Because a Sources are responsible of creating their own Connections, the way a Source triggers reconnections differs somewhat from Operations. If a successfully created connection is later disconnected, the source should communicate the connection failure: ConnectionException(Exception, Connection) .

Sources have two stages, when they are starting and when they are running. Each moment has to communicate their connectivity failures in different ways.

Not communicating the Connection failure in the ConnectionException could make the reconnection mechanism fail to work properly.

Starting Source

A source is in the starting source stage when the onStart() method executes. Connection errors must be communicated through the SourceCallback using the onConnectionException() method. The source stops and attempts to reconnect.

Example
@Override
public void onStart(SourceCallback<String, Void> sourceCallback) throws MuleException {
Connection connection = connectionProvider.connect();
  try {
    connection.startStreaming();
  } catch(Exception e){
    sourceCallback.onConnectionException(new ConnectionException(e, connection));
  }
}

Running Source

When the Source starts correctly, it means that the onStart() method finishes correctly, and the remaining logic is running on other threads.

When running on other threads, the SDK is unable to detect any kind of error raised with a throw statement. So the errors must be communicated through the SourceCallback, using the onConnectionException().

Example
@Connection
ConnectionProvider<Connection> connectionProvider;

@Inject
SchedulerService schedulerService;

private Scheduler scheduler;

@Override
public void onStart(SourceCallback<Connection, Void> sourceCallback) throws MuleException {
  Connection connection = connectionProvider.connect();
    scheduler = schedulerService.ioScheduler(); (1)
    scheduler.execute(() -> {
      while (true) {
        try {
          connection.receiveMessage();
        } catch (Exception e){
          sourceCallback.onConnectionException(new ConnectionException(e, connection)); (2)
        }
      }
    });
}
1 Creating a scheduler to run the Source logic in a new Thread.
2 Communicating to the SourceCallback the ConnectionException containing the failure connection that should be replaced.

Accessing the Retry Policy Template from Within an Operation

Available since version 1.3.

There are advanced cases in which an operation might need to access the RetryPolicyTemplate object that has been configured for it. For example, an operation might be leveraging an existing library that handles retries independently, or your use case might require applying retries without necessarily reconnecting.

To support these cases, operations can request that the effective RetryPolicyTemplate instance be used by adding it as an operation parameter. Consider this example from Anypoint Connector for WebSockets (WebSockets Connector):

public void send(String socketId,
                   @Content TypedValue<InputStream> content,
                   @Connection WebSocketConnection conn,
                   CompletionCallback<Void, Void> callback,
                   RetryPolicyTemplate retryPolicyTemplate) {

                   }

The retryPolicyTemplate argument is not translated into an operation parameter, but it is injected with the effective value upon execution.

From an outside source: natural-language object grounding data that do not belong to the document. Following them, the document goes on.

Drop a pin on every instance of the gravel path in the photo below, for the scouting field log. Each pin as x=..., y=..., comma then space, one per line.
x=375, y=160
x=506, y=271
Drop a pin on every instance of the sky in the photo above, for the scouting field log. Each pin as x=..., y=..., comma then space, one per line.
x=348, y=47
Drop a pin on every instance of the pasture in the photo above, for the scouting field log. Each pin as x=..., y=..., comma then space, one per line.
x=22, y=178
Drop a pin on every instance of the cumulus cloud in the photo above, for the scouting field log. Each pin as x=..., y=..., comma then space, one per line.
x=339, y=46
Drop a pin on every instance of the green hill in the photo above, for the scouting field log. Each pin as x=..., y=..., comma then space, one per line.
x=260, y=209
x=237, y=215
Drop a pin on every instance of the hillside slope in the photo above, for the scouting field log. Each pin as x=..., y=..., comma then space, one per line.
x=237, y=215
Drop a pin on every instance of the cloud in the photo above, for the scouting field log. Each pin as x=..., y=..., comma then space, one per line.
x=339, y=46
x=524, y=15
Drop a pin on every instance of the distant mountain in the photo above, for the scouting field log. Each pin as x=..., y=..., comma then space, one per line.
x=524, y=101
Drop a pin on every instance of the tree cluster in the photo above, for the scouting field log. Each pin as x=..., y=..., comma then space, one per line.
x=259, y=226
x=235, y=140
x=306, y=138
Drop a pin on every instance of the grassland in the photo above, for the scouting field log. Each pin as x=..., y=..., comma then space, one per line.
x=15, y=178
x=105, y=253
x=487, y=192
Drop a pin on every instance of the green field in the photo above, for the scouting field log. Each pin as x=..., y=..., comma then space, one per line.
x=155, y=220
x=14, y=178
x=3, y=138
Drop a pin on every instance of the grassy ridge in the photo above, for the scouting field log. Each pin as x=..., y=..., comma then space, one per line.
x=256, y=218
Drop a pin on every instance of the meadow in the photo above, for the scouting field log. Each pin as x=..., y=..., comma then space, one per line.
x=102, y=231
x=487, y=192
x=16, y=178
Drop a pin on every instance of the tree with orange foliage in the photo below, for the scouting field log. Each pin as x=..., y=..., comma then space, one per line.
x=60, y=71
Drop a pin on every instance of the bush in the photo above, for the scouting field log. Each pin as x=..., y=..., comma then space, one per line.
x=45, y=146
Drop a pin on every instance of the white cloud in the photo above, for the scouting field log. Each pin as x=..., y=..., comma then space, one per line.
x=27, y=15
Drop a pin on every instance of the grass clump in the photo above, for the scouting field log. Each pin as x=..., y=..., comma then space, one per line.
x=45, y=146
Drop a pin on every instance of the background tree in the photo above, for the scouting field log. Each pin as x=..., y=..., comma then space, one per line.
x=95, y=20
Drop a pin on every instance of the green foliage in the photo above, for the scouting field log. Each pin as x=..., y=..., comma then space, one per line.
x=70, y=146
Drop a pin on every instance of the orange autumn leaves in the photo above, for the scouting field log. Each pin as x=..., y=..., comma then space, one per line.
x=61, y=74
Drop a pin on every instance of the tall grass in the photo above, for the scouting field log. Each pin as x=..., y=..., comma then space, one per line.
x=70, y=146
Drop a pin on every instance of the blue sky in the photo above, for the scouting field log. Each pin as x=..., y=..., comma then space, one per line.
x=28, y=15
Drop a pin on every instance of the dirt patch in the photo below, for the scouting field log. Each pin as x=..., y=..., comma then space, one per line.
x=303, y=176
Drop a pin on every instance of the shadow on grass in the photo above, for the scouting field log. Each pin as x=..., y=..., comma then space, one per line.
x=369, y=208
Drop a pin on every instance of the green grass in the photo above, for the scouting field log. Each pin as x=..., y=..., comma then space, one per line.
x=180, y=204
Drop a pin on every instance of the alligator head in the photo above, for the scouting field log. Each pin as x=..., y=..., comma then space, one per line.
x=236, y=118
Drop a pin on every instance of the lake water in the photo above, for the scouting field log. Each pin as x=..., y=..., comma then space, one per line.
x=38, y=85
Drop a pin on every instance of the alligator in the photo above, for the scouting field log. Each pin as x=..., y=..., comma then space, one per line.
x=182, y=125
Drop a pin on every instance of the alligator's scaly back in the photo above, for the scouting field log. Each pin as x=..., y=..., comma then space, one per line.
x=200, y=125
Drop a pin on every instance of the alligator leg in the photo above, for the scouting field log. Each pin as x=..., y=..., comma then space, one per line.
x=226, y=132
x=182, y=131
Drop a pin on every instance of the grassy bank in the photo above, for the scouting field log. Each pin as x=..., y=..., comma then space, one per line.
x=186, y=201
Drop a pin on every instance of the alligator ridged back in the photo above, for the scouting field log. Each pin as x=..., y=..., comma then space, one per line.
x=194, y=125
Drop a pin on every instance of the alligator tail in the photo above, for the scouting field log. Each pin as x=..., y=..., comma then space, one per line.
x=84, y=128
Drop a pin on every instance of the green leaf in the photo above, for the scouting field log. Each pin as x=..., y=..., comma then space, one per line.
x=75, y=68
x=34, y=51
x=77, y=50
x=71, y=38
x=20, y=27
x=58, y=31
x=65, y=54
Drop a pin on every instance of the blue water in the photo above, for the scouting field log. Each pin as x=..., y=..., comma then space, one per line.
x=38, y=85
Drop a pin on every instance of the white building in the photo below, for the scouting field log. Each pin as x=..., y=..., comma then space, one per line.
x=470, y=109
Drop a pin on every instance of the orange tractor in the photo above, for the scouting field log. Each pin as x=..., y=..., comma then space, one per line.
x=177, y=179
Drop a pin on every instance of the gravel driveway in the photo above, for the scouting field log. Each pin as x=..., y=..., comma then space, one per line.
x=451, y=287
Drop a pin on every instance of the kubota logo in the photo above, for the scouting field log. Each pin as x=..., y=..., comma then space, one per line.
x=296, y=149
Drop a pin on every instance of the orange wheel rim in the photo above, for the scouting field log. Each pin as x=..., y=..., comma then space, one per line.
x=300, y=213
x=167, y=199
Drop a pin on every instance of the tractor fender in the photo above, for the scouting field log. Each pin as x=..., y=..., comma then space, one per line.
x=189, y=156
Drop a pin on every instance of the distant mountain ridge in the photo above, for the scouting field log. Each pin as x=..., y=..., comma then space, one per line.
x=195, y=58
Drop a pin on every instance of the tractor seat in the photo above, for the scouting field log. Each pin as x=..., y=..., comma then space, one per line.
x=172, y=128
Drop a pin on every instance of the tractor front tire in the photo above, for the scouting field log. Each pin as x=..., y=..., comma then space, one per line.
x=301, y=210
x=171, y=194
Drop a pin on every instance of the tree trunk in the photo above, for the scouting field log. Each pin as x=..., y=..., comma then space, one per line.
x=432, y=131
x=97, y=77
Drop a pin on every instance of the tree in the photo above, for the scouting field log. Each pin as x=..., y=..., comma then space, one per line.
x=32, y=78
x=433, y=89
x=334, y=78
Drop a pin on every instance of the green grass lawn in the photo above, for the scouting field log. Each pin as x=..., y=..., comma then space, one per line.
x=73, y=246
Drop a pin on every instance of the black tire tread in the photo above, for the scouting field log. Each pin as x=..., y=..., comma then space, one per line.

This feature is intended for advanced scenarios only. Typically, you should throw a ConnectionException and allow Mule to handle reconnection and retries automatically. Use this feature only when absolutely necessary.

Connection Exception

A ConnectionException can be built with the following properties:

  • Message : String that describes the current error.

  • Cause : If present, Throwable indicates the cause the current error.

  • ErrorType : If present, ErrorType describing the current error.

  • Connection : If present, Object representing the connection failure. This will be used to disconnect and destroy it.